WASHINGTON—With muttered chants of “Do you like The Hunger Games?” “I’m friends with your dad from work,” and “Cool backpack,” the nation’s pedophiles marched Monday upon Washington, D.C. grammar school Heatherton Elementary.

The march, which consisted of over one million pedophiles from across the nation who approached the school in hooded jackets, sidled up in late-’90s-model sedans, and peered out from trees adjacent to the school’s playground, reportedly began at 7:15 a.m., at which time a diverse crowd of child-lovers began creeping up on the nation’s capital from all sides.

“Look, we’re just going for a stroll, okay? We’re allowed to be here,” a semi-balding man wearing sunglasses and dressed in an Arizona State sweatshirt told reporters, glancing furtively in both directions. “I don’t see any harm in that.”

“If you want me to go, I’ll go,” the man added, rolling up a Captain America comic book and putting it into his L.L. Bean backpack. “No problem here, all right?”

Discreetly waving king-size candy bars, foil packs of Yu-Gi-Oh! trading cards, and Nintendo DS systems, the pedophiles reportedly made their way toward the school along a route that passed by several landmarks highly significant to their community, pausing at the parking lot of a local Toys “R” Us, the house of third-grader Jimmy Hatchell, and the National Zoo.

The group arrived at Heatherton Elementary on schedule at 11:35 a.m., when students at the school are let out for recess. Many of the pedophiles proceeded to gather by a chain-link fence to leer at an ongoing game of freeze tag.

“I’m just out for some fresh air,” one pedophile told reporters, burying his face in a newspaper as a police car rolled past. “I needed to get out of the house, you know?”

“Beautiful in D.C. this time of year,” he added.
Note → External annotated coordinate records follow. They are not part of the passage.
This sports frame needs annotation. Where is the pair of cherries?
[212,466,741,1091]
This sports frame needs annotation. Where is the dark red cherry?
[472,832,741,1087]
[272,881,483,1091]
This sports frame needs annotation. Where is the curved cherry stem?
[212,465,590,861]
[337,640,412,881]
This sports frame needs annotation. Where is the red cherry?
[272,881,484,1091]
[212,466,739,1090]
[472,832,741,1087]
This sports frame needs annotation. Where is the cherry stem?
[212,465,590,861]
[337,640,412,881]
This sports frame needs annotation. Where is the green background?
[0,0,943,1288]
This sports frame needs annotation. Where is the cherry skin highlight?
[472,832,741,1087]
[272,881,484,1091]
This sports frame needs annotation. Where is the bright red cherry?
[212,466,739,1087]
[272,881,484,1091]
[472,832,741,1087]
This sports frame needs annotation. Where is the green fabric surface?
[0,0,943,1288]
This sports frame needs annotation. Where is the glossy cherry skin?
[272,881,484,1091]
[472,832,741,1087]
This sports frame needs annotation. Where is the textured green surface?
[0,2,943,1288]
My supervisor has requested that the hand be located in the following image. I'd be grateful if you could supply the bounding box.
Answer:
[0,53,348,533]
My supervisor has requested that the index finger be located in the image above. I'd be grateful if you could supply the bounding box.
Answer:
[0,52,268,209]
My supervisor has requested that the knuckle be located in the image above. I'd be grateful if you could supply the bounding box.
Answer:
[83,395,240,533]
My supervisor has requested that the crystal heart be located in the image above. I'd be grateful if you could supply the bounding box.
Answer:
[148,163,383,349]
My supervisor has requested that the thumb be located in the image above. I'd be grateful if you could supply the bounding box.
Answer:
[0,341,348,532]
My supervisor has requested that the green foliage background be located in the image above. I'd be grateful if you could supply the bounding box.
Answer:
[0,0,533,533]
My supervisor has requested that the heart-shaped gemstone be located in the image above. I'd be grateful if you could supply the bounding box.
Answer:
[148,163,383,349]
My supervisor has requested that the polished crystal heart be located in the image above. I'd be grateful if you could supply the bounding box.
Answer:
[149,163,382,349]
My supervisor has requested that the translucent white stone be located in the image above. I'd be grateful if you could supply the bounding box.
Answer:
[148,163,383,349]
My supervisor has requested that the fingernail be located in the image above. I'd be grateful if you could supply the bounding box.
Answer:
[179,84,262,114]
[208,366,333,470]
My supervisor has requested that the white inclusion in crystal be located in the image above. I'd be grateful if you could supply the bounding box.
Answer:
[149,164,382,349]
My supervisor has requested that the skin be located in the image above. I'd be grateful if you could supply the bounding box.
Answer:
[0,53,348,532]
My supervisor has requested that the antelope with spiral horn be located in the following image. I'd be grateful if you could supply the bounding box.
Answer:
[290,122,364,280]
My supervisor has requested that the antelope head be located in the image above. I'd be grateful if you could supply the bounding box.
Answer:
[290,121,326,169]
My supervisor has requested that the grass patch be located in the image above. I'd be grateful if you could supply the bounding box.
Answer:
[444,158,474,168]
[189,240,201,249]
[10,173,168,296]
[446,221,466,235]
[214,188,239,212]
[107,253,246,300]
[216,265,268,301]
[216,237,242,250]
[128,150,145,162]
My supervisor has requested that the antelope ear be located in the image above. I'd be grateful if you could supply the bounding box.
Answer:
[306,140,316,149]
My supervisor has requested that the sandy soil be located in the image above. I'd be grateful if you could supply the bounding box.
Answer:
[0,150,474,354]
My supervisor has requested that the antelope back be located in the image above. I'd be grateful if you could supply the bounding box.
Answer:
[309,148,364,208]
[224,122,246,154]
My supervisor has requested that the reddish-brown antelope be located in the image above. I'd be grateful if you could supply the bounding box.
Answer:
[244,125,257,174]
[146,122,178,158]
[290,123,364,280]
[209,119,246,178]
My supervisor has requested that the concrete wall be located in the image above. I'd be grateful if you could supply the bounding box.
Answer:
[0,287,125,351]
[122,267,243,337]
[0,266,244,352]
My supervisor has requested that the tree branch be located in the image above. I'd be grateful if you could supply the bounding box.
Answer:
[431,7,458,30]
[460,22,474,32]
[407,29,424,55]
When asked for their demands, the majority of pederasts cagily wiped sweat from their foreheads, while some said their “nephew—uh, sure, [their] nephew goes to this school.” Many issued no statement and darted away from reporters immediately after being questioned.

One individual flatly stated, “I want to have sex with a child.”
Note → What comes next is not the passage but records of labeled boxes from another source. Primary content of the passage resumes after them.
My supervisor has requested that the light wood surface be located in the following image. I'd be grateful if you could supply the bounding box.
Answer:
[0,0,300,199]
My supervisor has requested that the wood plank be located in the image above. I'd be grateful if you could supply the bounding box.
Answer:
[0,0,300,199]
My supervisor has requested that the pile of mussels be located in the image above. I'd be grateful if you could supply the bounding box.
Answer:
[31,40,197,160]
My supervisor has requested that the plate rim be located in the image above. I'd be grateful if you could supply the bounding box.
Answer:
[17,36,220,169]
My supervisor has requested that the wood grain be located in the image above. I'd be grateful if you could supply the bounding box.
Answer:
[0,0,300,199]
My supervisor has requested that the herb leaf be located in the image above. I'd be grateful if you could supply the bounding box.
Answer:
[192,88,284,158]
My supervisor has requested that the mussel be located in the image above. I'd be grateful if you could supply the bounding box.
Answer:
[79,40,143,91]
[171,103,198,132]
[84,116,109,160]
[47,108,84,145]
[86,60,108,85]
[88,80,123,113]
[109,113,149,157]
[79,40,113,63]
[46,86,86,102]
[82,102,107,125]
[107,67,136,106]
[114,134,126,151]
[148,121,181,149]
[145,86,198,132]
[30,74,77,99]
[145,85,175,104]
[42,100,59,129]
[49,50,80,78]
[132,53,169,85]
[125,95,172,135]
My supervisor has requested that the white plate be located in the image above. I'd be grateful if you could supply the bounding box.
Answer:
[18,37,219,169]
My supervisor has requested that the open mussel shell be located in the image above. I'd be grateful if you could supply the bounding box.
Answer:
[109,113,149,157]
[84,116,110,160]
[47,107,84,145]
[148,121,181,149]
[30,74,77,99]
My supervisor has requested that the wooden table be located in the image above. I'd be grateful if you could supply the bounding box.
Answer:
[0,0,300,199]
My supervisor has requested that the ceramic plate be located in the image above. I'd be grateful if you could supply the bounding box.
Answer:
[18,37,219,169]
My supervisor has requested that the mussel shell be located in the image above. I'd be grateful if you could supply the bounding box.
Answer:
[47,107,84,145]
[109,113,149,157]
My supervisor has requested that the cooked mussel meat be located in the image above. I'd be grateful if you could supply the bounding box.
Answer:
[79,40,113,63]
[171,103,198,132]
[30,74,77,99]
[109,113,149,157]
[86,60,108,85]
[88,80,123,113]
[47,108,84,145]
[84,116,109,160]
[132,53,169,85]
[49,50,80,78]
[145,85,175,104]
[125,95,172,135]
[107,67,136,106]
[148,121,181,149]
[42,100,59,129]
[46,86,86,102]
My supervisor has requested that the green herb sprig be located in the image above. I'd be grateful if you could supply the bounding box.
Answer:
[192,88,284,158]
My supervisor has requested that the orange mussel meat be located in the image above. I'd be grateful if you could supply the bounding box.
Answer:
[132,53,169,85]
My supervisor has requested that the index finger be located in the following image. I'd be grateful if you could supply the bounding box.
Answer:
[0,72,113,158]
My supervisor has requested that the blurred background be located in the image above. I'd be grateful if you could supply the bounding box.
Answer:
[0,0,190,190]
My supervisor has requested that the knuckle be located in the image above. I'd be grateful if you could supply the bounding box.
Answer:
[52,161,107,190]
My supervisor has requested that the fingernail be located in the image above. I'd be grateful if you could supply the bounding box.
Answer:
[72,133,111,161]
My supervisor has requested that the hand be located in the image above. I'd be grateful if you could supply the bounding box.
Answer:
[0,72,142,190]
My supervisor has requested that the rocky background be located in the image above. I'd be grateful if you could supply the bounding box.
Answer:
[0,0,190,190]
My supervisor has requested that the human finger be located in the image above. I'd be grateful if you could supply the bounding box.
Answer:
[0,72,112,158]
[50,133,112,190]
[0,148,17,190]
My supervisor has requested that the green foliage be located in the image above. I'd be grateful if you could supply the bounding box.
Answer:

“We’re basically just out here to enjoy a pleasant morning walk—that’s all,” stuttered a Michigan-area pedophile as he peeked through a cypress bush to watch a group of 7-year-old boys wrestling in a pile of leaves. “Angels. Just absolutely darling little angels.”

“Hey, did you write that down?” continued the man before abruptly pausing, noticing that he was being recorded, and then scurrying back in the opposite direction.

Though the pedophiles faced significant opposition from school chaperones, teachers, and court orders, the marchers nonetheless persevered, with nearly 3,000 individuals working up the courage to take a few steps past the fence surrounding the playground while uttering cries of “Now those are some cool light-up shoes!” and “How would you like to come over to my house and meet Spider-Man?”

“It’s public property—we’re not doing anything illegal,” said the coalition’s apparent leader, a man in a black tracksuit who had positioned himself exactly 500 feet away from the school. “I’m just a regular guy: I like sleepovers, cool video games, ice cream parlors, and—hey, listen, whatever you’re thinking about me, you’re wrong.”

Though the gathering was largely peaceful, sources confirmed one minor incident in which a fourth-grader sent a dodge ball careening into the woods where over 300,000 pedophiles had assembled. The sexual predators reportedly suffered some minor injuries as they hurried into the underbrush and got “cut up pretty bad” by burrs in order to avoid confrontation with an approaching teacher.